I did my best to strafe in the tight space, and I’m sure my opponent was doing the same. Fortunately, I was able to line up a few head shots and, in seconds, he dropped.

I raced to my teammates and started reviving, using Lifeline’s shield to protect myself and them from my opponent’s teammates.

Fast-forward two minutes, we rotated out of Skull Town, feeling strong. Seconds later we took a battle against a team entrenched behind some rocks…uphill… Game over.

It’s tempting to call this game a failure, and I suppose it was, but failure is essential to learning Apex Legends. In fact, failure is essential to learning anything, including the law and business.

Many of you know Apex Legends so I don’t want to go into a ton of detail about the game, but some explanation is necessary. In Apex Legends you and two teammates drop from an airship on a large map with 19 other teams. The object is to be the last team standing. You drop in with no equipment and no weapons. It’s a mad scramble for initial weapons and armor. Once you’ve survived the chaotic first minutes, the game slows into more of a chess match between the remaining teams.

The interesting thing about being a beginner in Apex Legends is that you’re tempted to rate your success based on your rank at the end of a game. In the game I detailed above, we probably finished like 11th overall, I don’t actually remember. We certainly didn’t “do very well.” In order to end with a high rank, some beginners attempt to avoid fights early in the game, hoping to survive till the end. But that is a fool’s errand.

Anyone who has learned Apex Legends and acquired any sort of skill in the game will tell you that the only way to improve is to drop right into the thick of things. You have to seek out fights so that you can learn how the game works. Figure out which guns you prefer, understand cover and your character’s abilities. Your rank doesn’t really matter. What matters is laying foundation for future games.

If you throw yourself into the conflict every game, you’ll have a lot of games like the one I described. Short, frantic, and perhaps a little fun. You have to lose a bunch before you start to get wins. If you avoid fights, you’ll never learn how to get the game-winning kills.

Why am I discussing this? Because Apex Legends is actually a lot like life.

You can’t really learn anything without throwing yourself into the mess and sorting it out. For example, you can’t learn how to manage the stress of trial by avoiding trials your whole career. It’s tempting for a young lawyer to fear trial and, therefore, figure out ways to avoid it. But, much like the conflict avoiding Apex player, if you’ve never handled a trial, you won’t be able to manage it when the time comes. And the time will come someday.

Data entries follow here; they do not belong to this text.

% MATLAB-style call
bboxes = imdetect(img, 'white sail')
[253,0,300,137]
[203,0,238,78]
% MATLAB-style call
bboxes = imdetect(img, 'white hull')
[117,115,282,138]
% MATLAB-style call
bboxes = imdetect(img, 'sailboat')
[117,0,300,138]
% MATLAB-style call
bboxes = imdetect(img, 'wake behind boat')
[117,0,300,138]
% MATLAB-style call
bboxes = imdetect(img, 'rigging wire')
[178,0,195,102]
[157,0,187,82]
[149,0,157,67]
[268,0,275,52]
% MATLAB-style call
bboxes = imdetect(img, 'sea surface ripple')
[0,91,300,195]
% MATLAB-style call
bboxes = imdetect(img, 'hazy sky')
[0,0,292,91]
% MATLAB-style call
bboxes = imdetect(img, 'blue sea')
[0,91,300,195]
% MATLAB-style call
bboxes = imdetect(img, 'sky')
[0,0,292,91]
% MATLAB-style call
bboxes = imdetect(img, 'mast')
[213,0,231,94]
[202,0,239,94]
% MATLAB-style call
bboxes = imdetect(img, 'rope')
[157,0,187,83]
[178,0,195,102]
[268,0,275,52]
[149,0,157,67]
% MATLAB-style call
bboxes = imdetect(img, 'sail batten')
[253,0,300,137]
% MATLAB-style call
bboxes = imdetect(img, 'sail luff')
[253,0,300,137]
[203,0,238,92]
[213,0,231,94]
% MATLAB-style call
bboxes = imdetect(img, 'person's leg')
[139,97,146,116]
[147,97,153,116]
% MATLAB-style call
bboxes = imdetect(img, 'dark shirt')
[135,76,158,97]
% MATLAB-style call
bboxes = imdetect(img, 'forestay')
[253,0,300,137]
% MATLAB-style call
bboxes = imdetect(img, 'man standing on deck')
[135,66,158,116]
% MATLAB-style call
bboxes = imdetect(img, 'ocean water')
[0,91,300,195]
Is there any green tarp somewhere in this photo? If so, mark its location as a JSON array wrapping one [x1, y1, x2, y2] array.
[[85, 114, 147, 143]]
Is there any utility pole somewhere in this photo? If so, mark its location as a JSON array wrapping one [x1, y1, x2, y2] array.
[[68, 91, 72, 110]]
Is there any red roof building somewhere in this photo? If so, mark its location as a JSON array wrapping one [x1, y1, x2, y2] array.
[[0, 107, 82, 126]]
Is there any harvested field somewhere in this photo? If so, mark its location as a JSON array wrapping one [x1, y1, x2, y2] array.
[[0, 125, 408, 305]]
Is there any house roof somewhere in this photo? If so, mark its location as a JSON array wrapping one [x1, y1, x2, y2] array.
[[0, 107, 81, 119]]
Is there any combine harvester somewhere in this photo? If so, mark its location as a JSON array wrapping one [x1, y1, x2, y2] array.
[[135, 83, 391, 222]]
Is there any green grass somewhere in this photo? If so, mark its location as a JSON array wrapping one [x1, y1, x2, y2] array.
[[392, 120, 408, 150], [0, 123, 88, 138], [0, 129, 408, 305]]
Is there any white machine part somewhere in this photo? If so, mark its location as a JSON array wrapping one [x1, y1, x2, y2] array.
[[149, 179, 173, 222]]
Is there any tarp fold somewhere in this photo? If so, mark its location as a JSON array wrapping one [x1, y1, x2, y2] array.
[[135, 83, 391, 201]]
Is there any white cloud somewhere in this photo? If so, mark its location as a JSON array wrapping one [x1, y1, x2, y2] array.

Young attorneys are much better off jumping right into the hard stuff. When I first started practicing law, I had the fortune of being an Assistant State’s Attorney. You simply could not avoid trial as an ASA. Impossible. But I took it a step further and created a rule for myself where I would say “yes” to every challenge offered to me. You want to handle this dead-bang loser case? Yes. You want to handle this super messy sentencing hearing? Yep. I said yes over and over again because I knew that the only way to learn was to try a bunch of cases. The outcomes mattered, of course, but not as much as the experience I was gaining through practice.

This is also true in business. I started my firm at 28-years-old. Too young, probably. But I figured it out by handling any case that would walk in the door. I took some messy ones in those early days (and I still do), but every case handled was another notch on my belt. Each one gave me more experience and more confidence.

If I had focused on my “stats” at the beginning of my career, I would have been disappointed and found my talent lacking. Frankly, it was lacking. I needed that experience to get to where I am today. The only way forward was to put my head down and work, ignoring the end results (though, most of my cases worked out just fine).

Mark Zuckerberg had a famous quote while building Facebook, “Move fast and break things.” It was their mantra. Now, I’m not claiming to be as smart as Zuckerberg (nor as wealthy), but he’s not wrong. In every pursuit in life, your best bet is to move fast, try lots of things, and fail a ton. Because through failure we learn, and we lay a foundation of experience for the future.